Since the 2014 Mount Polley tailings dam breach, the British Columbia government has made numerous changes to its mining regulatory regime. The most recent amendments, some of which came into force late last week, significantly increased the penalties that may be imposed for violation of the Mines Act (Act). The changes heighten the potential exposure of mining companies and their directors, officers and agents in cases of unpermitted environmental impacts, as well as non-compliance with the administrative aspects of the legislation and permits issued under it.
Mine owners and operators throughout British Columbia have faced increased scrutiny over the past two years, a trend which is likely to continue. The government’s most recent actions have stemmed largely from the reports and recommendations of the Independent Expert Engineering Investigation and Review Panel and the Chief Inspector of Mines, delivered in January and December 2015 respectively. The government has stated that it is committed to ensuring all of the recommendations are implemented over the next 12 to 18 months.
Some of the changes that have already been implemented have included increased tailings dam foundation inspections; more ministry staff; and added requirements for the environmental assessment of newly proposed mines.
Most recently, the Act has been amended in two primary ways. First, the maximum fine for offences under the Act has been increased from C$100,000 to C$1-million and potential prison terms have been lengthened from one to three years. These changes are effective immediately. Note that if a corporation commits an offence, a director or officer of the corporation who authorized, permitted or acquiesced in the offence can also be fined, imprisoned, or both.
Second, the amending legislation authorizes administrative penalties for non-compliance with the Act. The Chief Inspector of Mines will be authorized to issue an administrative penalty if he or she finds that a person has contravened the Act, regulations, code or an order under the Act.
The administrative penalties regime is notable for a few reasons. The Chief Inspector of Mines only needs to determine the contravention on a balance of probabilities after giving the person an opportunity to be heard, unlike an offence that must be proven in court beyond a reasonable doubt. In addition, most administrative penalty regimes provide that due diligence is not a defence, although it is relevant to the quantum of the penalty. Furthermore, the scope of potential liability is also broader for administrative penalties than for offences: along with director and officer liability, an agent (a party having control of a mine on behalf of the owner) who authorized, permitted or acquiesced in the contravention may also be liable. Finally, if an employee, contractor or agent of a corporation commits a contravention, the corporation is also liable for a penalty.
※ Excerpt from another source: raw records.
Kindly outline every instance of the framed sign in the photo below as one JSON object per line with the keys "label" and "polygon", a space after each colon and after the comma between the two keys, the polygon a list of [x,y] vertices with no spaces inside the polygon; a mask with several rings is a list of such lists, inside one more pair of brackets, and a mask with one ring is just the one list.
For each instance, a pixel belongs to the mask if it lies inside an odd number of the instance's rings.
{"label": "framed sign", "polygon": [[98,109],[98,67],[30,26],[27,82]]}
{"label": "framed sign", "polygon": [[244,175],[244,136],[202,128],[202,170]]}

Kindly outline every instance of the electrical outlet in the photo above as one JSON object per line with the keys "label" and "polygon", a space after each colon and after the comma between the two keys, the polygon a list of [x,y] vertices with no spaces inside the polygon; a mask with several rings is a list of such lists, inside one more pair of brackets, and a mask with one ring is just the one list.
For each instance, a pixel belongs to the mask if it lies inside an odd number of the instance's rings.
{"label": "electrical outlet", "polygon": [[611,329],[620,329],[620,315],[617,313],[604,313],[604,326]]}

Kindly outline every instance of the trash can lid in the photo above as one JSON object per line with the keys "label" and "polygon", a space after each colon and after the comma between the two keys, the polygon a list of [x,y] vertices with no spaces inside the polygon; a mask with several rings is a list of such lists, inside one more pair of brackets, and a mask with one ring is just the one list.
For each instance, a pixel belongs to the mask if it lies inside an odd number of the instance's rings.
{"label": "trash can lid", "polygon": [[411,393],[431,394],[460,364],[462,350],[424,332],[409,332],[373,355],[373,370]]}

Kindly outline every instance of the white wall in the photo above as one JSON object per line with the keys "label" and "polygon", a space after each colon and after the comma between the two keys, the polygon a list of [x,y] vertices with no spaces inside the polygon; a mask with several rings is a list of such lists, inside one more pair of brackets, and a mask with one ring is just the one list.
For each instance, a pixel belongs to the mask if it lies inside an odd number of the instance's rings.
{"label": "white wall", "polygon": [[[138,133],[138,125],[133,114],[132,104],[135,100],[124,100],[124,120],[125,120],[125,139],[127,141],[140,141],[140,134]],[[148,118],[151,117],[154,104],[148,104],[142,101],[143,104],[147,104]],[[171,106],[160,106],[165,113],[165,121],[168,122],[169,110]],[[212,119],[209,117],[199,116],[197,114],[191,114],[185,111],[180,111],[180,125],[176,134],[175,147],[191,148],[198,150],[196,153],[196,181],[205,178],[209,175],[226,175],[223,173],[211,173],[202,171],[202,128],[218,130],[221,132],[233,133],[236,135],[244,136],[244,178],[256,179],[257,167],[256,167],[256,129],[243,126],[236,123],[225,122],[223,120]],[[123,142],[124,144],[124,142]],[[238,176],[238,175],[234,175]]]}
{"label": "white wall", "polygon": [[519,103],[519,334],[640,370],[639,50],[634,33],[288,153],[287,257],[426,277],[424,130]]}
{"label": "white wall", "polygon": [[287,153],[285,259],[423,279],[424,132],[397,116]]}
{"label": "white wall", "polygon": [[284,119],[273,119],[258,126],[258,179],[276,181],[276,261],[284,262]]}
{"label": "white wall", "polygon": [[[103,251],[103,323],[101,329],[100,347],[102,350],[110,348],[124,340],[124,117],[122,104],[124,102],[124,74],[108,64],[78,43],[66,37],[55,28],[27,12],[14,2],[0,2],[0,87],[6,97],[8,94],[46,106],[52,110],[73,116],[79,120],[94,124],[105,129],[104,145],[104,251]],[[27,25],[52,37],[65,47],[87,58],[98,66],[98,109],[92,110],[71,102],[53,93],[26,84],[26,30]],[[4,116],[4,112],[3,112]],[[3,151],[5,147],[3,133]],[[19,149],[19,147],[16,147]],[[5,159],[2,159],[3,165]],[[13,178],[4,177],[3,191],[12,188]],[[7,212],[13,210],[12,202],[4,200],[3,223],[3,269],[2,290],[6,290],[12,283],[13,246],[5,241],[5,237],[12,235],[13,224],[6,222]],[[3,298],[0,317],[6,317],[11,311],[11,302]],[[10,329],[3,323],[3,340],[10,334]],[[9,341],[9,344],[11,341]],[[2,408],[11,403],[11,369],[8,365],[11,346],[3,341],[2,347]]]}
Further details regarding the application and quantum of administrative penalties will be set out in future regulations, which will likely also include clarification of whether due diligence will be a defence to an allegation of a contravention.
These latest amendments are consistent with the increased emphasis on higher fines and broader enforcement tools that have been implemented by both the provincial and federal governments over the past few years. For example, changes to federal laws in 2009 and 2012 established minimum fines and significantly higher maximum fines for violations of key environmental statutes. Administrative penalties, in place and widely used in British Columbia under forestry laws since the late 1990s, have been implemented by the province over the past several years under the Environmental Management Act and the Oil and Gas Activities Act. What remains to be seen is to what extent the regulators will utilize the new tools they have been given to address issues over non-compliance these statutes and now, the Mines Act.